Considering that 2014’s John Wick is one of the decade’s truly great action flicks, and perhaps the decade’s greatest action-flick surprise, I was hugely psyched for director Chad Stahelski’s John Wick: Chapter 2, largely because the original’s $42-million domestic gross didn’t suggest there’d be a second chapter. (Had I known earlier, I would’ve purchased stock in tailored black-on-black suits and squib explosives.) So maybe I should’ve entered with lower expectations, because I found much of JW:C2 a snooze – a film of beautifully choreographed shootouts and hand-to-knife combat too frequently interrupted by conversational pauses that felt longer than most movie previews. While I never thought I’d write this, Keanu Reeves may also, for once, be over-thinking his role, as even Wick’s throwaway retorts are delivered (after a pause) with a scrunched expression that I think is meant to imply inner turmoil, but instead suggests Reeves mentally translating his dialogue into English from a teleprompter’s Sanskrit.
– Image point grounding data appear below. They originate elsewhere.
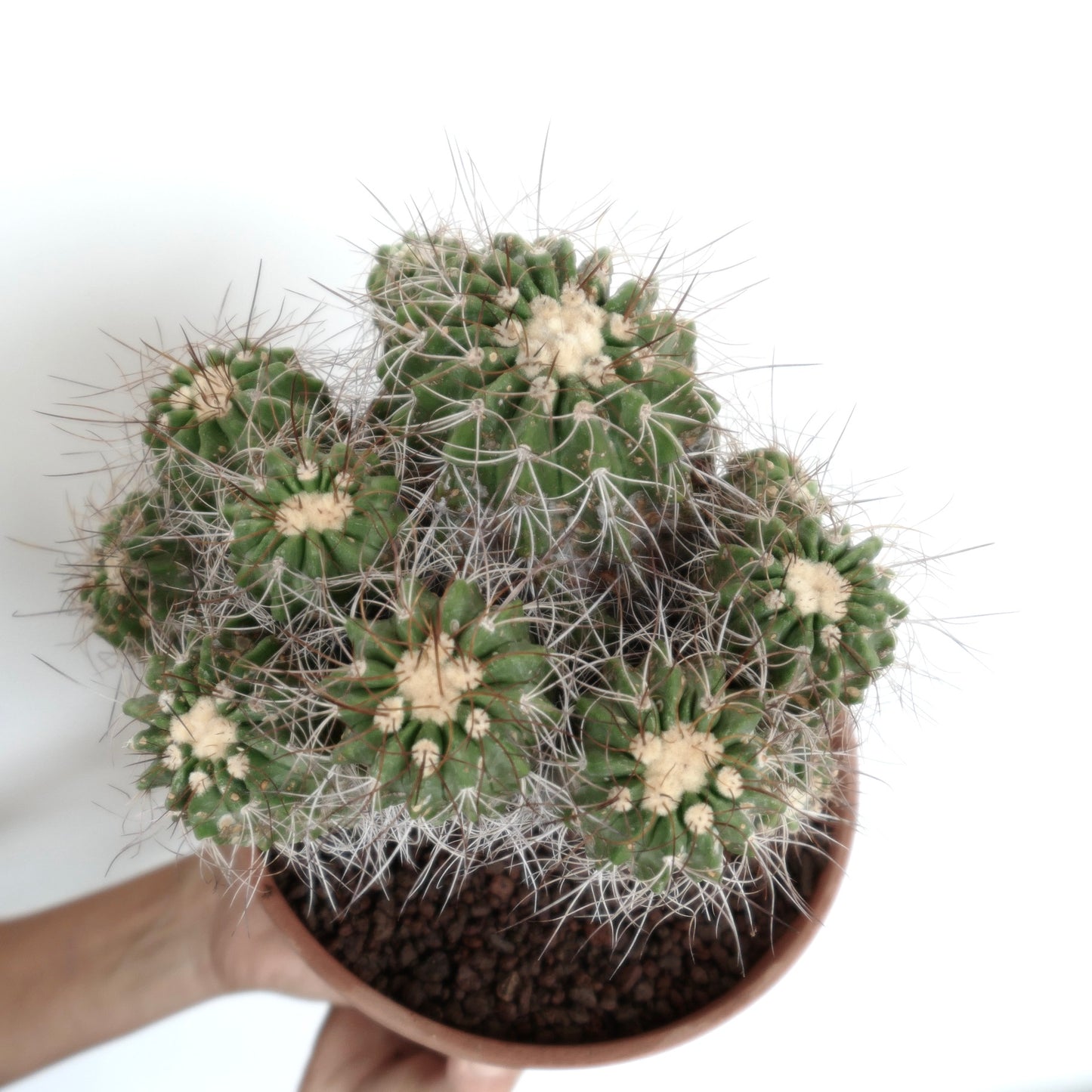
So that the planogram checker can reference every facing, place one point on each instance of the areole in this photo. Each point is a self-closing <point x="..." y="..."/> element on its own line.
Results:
<point x="456" y="1043"/>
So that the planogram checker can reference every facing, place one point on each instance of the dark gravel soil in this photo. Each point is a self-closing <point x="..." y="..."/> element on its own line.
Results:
<point x="483" y="964"/>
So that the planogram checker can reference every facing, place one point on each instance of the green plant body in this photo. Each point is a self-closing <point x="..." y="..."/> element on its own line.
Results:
<point x="677" y="770"/>
<point x="549" y="397"/>
<point x="222" y="402"/>
<point x="442" y="701"/>
<point x="511" y="589"/>
<point x="316" y="518"/>
<point x="218" y="745"/>
<point x="814" y="606"/>
<point x="140" y="574"/>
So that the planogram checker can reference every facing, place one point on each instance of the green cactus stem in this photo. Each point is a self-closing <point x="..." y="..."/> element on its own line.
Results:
<point x="775" y="481"/>
<point x="677" y="775"/>
<point x="140" y="574"/>
<point x="224" y="401"/>
<point x="218" y="745"/>
<point x="316" y="518"/>
<point x="542" y="390"/>
<point x="815" y="608"/>
<point x="442" y="702"/>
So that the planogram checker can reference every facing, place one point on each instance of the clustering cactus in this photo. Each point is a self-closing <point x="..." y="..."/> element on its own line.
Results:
<point x="525" y="599"/>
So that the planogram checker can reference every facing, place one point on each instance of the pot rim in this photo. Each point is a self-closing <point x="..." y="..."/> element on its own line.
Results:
<point x="456" y="1043"/>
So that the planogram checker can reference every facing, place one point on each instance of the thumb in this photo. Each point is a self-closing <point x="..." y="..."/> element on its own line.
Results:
<point x="466" y="1076"/>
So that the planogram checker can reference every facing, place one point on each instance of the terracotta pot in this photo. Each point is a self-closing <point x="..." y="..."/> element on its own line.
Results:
<point x="453" y="1042"/>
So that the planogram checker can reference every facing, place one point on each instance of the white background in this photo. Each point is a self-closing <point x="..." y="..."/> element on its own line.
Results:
<point x="910" y="184"/>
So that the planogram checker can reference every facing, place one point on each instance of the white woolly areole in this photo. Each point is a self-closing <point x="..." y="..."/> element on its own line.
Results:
<point x="698" y="818"/>
<point x="312" y="511"/>
<point x="426" y="753"/>
<point x="583" y="412"/>
<point x="562" y="336"/>
<point x="729" y="782"/>
<point x="818" y="586"/>
<point x="434" y="679"/>
<point x="173" y="757"/>
<point x="478" y="723"/>
<point x="675" y="763"/>
<point x="204" y="729"/>
<point x="200" y="782"/>
<point x="210" y="394"/>
<point x="238" y="765"/>
<point x="390" y="714"/>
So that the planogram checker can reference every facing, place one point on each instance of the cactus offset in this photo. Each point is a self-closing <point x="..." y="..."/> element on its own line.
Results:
<point x="522" y="599"/>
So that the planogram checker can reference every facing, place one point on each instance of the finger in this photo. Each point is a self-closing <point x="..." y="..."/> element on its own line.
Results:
<point x="350" y="1052"/>
<point x="466" y="1076"/>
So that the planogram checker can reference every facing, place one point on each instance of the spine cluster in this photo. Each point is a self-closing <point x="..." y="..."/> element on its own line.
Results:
<point x="525" y="593"/>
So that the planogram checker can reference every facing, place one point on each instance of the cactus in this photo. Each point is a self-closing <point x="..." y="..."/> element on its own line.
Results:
<point x="218" y="746"/>
<point x="677" y="770"/>
<point x="521" y="598"/>
<point x="442" y="701"/>
<point x="139" y="574"/>
<point x="814" y="605"/>
<point x="221" y="402"/>
<point x="316" y="518"/>
<point x="547" y="395"/>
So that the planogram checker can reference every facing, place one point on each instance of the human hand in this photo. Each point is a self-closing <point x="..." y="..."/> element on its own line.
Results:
<point x="352" y="1054"/>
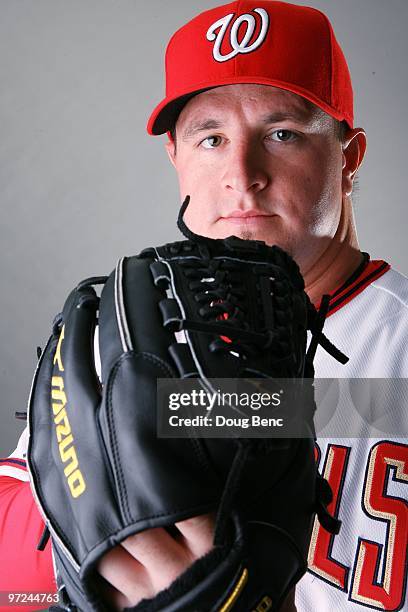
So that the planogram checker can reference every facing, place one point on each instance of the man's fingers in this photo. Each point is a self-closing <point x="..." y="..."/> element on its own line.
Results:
<point x="198" y="534"/>
<point x="149" y="561"/>
<point x="126" y="574"/>
<point x="162" y="556"/>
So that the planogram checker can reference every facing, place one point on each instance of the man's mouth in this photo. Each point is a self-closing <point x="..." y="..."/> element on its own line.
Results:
<point x="250" y="217"/>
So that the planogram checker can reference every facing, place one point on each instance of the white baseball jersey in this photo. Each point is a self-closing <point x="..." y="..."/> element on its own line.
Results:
<point x="365" y="566"/>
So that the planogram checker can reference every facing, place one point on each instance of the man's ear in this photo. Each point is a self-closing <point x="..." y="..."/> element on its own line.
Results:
<point x="171" y="151"/>
<point x="354" y="147"/>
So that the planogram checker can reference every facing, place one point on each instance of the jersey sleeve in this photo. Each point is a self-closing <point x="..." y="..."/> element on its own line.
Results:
<point x="24" y="569"/>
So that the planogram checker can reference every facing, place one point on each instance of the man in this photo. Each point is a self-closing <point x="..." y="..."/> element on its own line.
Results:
<point x="259" y="114"/>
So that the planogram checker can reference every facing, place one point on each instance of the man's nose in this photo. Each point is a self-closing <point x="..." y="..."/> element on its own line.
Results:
<point x="244" y="169"/>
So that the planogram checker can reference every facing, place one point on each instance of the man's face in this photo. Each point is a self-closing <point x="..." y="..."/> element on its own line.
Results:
<point x="261" y="163"/>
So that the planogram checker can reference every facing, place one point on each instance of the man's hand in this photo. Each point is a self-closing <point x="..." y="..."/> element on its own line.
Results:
<point x="148" y="562"/>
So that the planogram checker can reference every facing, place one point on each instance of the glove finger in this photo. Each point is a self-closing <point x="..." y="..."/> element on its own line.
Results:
<point x="74" y="359"/>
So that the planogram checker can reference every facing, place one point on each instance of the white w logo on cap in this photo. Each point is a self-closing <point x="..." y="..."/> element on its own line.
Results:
<point x="238" y="47"/>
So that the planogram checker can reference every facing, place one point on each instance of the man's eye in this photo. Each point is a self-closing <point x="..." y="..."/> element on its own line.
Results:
<point x="282" y="136"/>
<point x="211" y="142"/>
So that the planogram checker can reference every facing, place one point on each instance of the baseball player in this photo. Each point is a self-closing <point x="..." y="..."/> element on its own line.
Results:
<point x="259" y="117"/>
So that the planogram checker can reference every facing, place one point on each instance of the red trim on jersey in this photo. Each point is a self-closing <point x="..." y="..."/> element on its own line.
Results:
<point x="373" y="270"/>
<point x="14" y="462"/>
<point x="23" y="568"/>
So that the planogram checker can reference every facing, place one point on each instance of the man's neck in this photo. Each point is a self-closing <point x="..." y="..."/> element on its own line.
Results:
<point x="338" y="262"/>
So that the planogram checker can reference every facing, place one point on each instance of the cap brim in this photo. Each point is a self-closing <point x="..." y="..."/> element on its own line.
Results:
<point x="165" y="115"/>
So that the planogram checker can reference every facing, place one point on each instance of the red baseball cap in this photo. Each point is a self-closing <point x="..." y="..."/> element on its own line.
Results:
<point x="262" y="42"/>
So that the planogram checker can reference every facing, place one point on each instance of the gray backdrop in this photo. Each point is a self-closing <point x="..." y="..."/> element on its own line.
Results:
<point x="82" y="183"/>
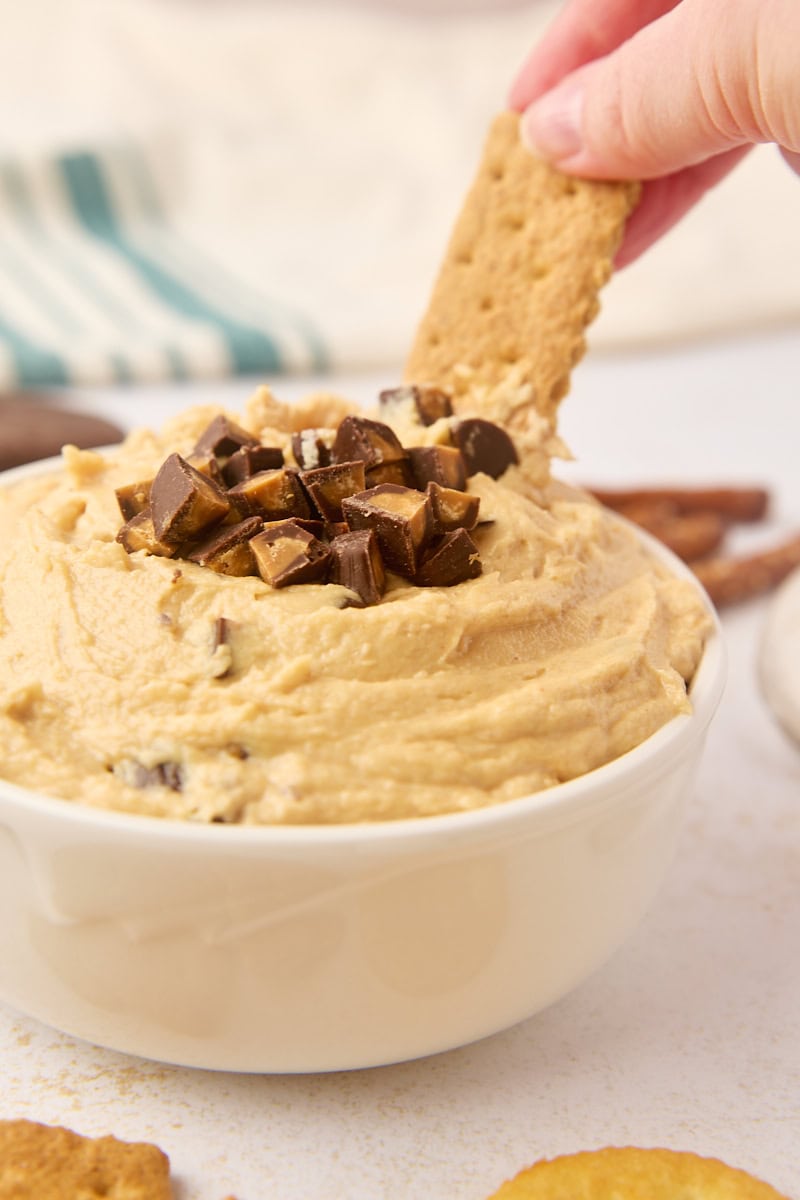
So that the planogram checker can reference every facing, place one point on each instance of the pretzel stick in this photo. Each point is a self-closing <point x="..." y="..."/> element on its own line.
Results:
<point x="732" y="503"/>
<point x="691" y="537"/>
<point x="732" y="580"/>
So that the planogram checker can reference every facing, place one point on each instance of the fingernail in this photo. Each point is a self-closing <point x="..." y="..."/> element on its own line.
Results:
<point x="552" y="126"/>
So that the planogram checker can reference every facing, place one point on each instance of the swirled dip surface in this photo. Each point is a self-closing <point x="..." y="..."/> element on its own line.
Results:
<point x="116" y="690"/>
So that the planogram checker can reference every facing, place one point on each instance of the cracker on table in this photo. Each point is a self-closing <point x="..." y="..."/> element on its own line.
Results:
<point x="41" y="1162"/>
<point x="519" y="281"/>
<point x="631" y="1174"/>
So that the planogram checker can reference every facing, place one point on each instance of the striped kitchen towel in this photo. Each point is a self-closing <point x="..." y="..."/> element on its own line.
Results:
<point x="97" y="286"/>
<point x="193" y="190"/>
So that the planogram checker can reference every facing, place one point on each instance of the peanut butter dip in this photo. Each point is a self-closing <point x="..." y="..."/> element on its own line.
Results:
<point x="156" y="685"/>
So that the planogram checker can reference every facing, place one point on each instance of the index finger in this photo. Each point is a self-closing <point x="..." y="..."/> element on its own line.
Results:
<point x="584" y="30"/>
Still, a few scenes are legitimately spectacular; I loved Wick’s battle with an unkillable Sumo-sized assailant and the subway-terminal gunfight involving silencers, with the passers-by not noticing the bullets whizzing past them. While the plot is little more than “Wick comes out of retirement again,” there are loads of engaging details (especially the old-timey telephone-operator system) and supporting figures, with the topnotch cast including Ian McShane, Lance Reddick, Peter Serafinowicz, a silent Ruby Rose, and Reeves’ Matrix co-star Laurence Fishburne, who delivers as close to a Samuel L. Jackson performance as we’re likely to get from him. And with the final 20 minutes echoing both Touch of Evil and Angels in America, the movie is nothing if not ambitious. Hopefully, though, chapter three will give us a Wick that doesn’t so routinely lose its fire.

The Lego Batman Movie

THE LEGO BATMAN MOVIE

So as not to bury the lede, let me state that The Lego Batman Movie is, for the most part, a lot of fun. Returning to his film-stealing role from 2014’s The Lego Movie, Will Arnett is a consistent riot as a relentlessly self-aggrandizing Dark Knight, and director Chris McKay and his quintet of screenwriters make frequently marvelous comedic hay out of 78 years of superhero mythology. (The Justice League cameo and Robin’s transition into Nightwing are handled with particular deftness.) The jokes fly fast and furious; the vocal talents led by Ralph Fiennes, Rosario Dawson, and Arnett’s Arrested Development nephew Michael Cera are winning; the references are dizzying and oftentimes delightfully obscure (The Condiment King? Must Love Dogs?). Yet for too much of its length, this parody of comic-book blockbusters proves inseparable from the genuine article, with the action set pieces, even the satiric ones, as boring as they generally are in any number of Marvel and DC efforts, and the effects lacking the colored-block tactility that made the original so novel and visually arresting. I’d have happily traded all of the film’s action-packed Bat-mania for just a few more simple, hysterical scenes of our antihero microwaving lobster thermidor or cackling at the romantic conclusion to Jerry Maguire. But with The Lego Ninjago Movie due in mere months, don’t expect this toy-commercial-in-franchise-form to get subtler any time soon.